Durante il convegno a cui ha partecipato il prof. Swamidass, era presente anche Ajit Varki, docente di Medicina cellulare e molecolare e co-direttore del Glycobiology Research and Training Center dell’University of California, autore del libro Denial: Self-Deception, False Beliefs, and the Origins of the Human Mind (Twelve edition 2013), in cui ha mostrato la “singolarità” nella crescita del genere umano. «Gli esseri umani sono molto, molto insoliti», ha affermato Varki. C’è un «eccezionalismo nelle nostre origini umane». Sono tanti gli elementi da considerare, in particolare la mente umana: «nulla di simile è stato incontrato in tutta la storia del nostro pianeta». Nessun gradualismo nell’evoluzione della mente, perché «le sue capacità erano già presenti 70.000-100.000 anni fa in Africa». Immaginate, ha detto il prof. Varki, di prendere 1.000 bambini africani di 70.000 anni fa e portarli nella California di oggi, «se tornate tra cinquant’anni non sarete in grado di riconoscerli, perché saranno esattamente come noi. Questo significa che tutte le capacità mentali, la capacità di calcolo, l’astrofisica, la musica sinfonica, la filosofia e la teologia, era già lì, erano già presenti 100mila anni fa». Lo stesso esperimento è stato tentato con anche con gli scimpanzé, «ed è inutile dire che i risultati sono stati diversi, a volte tragici», ha aggiunto il prof. Swamidass.

«Il prof. Varki», ha commentato il biologo Swamidass, «non sostiene che l’evoluzione è falsa. Invece, sottolinea che un modo onesto di guardare l’evoluzione umana, anche da un punto di vista strettamente scientifico, rivela che gli esseri umani sono veramente eccezionali. Si è verificata una “singolarità” nella storia del nostro pianeta, qualcosa di bello e unico è accaduto». La conclusione del prof. Varki, un’autorità indiscussa nel campo scientifico, è che «non è irragionevole quando alcuni si chiedono se Dio ha avuto un ruolo nelle nostre origini». E il suo collega Swamidass ha aggiunto: «Sono d’accordo, come evoluzionista teista personalmente credo che Dio ci ha creati attraverso un processo evolutivo. Teologicamente e scientificamente parlando, siamo stati formati dalla polvere della terra, ma siamo molto più che soltanto polvere».

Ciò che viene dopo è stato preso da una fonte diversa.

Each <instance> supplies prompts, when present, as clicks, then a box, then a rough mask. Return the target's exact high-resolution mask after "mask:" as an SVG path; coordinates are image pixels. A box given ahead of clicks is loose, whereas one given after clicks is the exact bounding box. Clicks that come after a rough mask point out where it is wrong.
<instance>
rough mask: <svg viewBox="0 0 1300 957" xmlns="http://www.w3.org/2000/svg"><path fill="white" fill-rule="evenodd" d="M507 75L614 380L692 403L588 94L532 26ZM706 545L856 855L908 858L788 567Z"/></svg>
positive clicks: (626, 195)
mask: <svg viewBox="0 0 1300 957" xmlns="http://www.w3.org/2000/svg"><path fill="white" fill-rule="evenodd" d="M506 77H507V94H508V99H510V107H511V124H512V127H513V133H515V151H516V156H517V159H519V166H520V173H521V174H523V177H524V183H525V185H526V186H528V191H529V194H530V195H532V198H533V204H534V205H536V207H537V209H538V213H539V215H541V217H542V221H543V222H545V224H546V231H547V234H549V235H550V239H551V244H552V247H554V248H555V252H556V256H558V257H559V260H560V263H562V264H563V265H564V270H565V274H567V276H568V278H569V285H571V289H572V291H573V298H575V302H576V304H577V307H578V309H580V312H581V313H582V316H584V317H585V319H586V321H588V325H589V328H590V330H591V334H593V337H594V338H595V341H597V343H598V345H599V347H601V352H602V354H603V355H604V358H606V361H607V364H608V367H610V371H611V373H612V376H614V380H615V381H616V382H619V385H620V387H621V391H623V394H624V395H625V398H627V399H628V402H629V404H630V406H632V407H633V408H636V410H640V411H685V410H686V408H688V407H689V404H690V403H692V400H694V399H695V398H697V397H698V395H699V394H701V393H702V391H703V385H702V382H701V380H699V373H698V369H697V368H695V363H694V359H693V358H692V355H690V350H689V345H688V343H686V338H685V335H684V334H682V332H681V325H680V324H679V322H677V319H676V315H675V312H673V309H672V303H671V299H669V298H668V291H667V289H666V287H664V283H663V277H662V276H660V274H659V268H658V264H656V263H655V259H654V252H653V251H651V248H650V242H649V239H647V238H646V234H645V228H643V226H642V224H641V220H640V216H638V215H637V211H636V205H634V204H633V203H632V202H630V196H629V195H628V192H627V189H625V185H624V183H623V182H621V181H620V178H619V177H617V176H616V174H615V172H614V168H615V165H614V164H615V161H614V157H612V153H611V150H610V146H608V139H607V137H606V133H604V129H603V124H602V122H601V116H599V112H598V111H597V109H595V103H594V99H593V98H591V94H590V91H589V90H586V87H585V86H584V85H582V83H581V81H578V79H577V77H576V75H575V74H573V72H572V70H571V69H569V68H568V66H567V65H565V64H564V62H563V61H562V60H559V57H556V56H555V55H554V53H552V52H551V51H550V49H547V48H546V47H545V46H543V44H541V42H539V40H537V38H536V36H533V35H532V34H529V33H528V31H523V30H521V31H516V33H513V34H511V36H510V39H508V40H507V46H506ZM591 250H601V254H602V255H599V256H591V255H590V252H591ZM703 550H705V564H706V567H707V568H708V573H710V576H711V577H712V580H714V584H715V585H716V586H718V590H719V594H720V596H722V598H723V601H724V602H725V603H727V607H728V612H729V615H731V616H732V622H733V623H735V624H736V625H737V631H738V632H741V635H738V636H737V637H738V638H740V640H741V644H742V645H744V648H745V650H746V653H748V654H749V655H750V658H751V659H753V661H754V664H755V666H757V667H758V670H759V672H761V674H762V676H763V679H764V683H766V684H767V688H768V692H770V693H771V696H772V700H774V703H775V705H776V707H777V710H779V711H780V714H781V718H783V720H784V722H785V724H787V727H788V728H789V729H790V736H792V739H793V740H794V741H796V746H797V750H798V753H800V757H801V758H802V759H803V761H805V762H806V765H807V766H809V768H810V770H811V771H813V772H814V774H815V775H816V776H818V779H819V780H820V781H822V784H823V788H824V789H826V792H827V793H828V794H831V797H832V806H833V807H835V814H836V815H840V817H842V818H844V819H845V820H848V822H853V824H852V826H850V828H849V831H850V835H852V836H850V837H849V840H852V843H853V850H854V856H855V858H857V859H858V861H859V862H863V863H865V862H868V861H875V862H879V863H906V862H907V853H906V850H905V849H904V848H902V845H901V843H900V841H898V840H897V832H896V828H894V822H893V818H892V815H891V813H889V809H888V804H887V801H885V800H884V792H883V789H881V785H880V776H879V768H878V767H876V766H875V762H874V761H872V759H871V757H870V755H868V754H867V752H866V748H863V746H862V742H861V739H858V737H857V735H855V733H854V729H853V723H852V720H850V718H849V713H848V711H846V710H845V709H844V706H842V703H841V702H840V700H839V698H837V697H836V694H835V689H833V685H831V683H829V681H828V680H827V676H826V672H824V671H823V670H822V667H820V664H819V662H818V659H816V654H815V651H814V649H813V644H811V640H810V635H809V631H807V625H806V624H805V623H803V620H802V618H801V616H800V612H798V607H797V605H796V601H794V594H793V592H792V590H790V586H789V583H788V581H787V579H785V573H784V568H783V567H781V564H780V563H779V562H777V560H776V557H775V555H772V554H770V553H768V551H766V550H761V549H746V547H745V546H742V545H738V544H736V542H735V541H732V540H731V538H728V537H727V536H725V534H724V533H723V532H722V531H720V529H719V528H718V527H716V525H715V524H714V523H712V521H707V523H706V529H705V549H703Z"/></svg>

Due semplici testimonianze di due autorevoli biologi e genetisti evoluzionisti che, grazie ad uno studio approfondito dei meccanismi evolutivi, giungono a sostenere una eccezionalità dell’essere umano tale per cui, soltanto partendo dal dato strettamente scientifico, arrivano alla necessità di introdurre una componente metafisica. Come ha affermato il genetista cristiano Werner Arber, premio Nobel per la medicina e attuale presidente della Pontificia Accademia delle Scienze: «Non ho mai sperimentato una contraddizione tra l’essere uno scienziato e credere nelle verità del cristianesimo, né difficoltà nel tenere insieme questi due ambiti. Piuttosto, può essere che le mie intuizioni scientifiche abbiano per qualche aspetto e in qualche misura influenzato le caratteristiche della mia fede. Ciò lo considero soprattutto un arricchimento».